Diversification Opportunities for Jhancock Diversified and Kensington Active
-0.17 | Correlation Coefficient |
Good diversification
The 3 months correlation between Jhancock and Kensington is -0.17. Overlapping area represents the amount of risk that can be diversified away by holding Jhancock Diversified Macro and Kensington Active Advantage in the same portfolio, assuming nothing else is changed. The correlation between historical prices or returns on Kensington Active and Jhancock Diversified is a relative statistical measure of the degree to which these equity instruments tend to move together. The correlation coefficient measures the extent to which returns on Jhancock Diversified Macro are associated (or correlated) with Kensington Active.
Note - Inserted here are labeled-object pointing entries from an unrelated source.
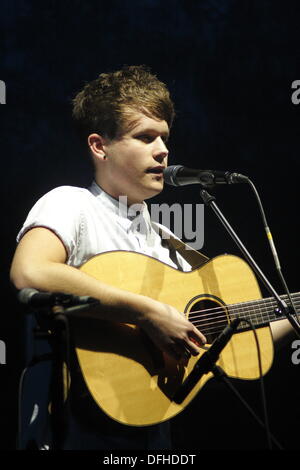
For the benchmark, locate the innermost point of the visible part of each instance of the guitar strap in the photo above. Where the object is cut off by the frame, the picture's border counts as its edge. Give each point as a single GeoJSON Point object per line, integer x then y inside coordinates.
{"type": "Point", "coordinates": [193, 257]}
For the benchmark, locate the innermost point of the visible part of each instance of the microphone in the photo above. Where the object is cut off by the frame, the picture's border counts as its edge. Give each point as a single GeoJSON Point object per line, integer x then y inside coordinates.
{"type": "Point", "coordinates": [39, 299]}
{"type": "Point", "coordinates": [179, 175]}
{"type": "Point", "coordinates": [206, 362]}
Values of the correlation coefficient range from -1 to +1, where. The correlation of zero (0) is possible when the price movement of Kensington Active has no effect on the direction of Jhancock Diversified i.e., Jhancock Diversified and Kensington Active go up and down completely randomly.
Pair Corralation between Jhancock Diversified and Kensington Active
Assuming the 90 days horizon Jhancock Diversified Macro is expected to under-perform the Kensington Active. In addition to that, Jhancock Diversified is 1.36 times more volatile than Kensington Active Advantage. It trades about -0.1 of its total potential returns per unit of risk. Kensington Active Advantage is currently generating about 0.08 per unit of volatility. If you would invest 982.00 in Kensington Active Advantage on September 3, 2024 and sell it today you would earn a total of 46.00 from holding Kensington Active Advantage or generate 4.68% return on investment over 90 days.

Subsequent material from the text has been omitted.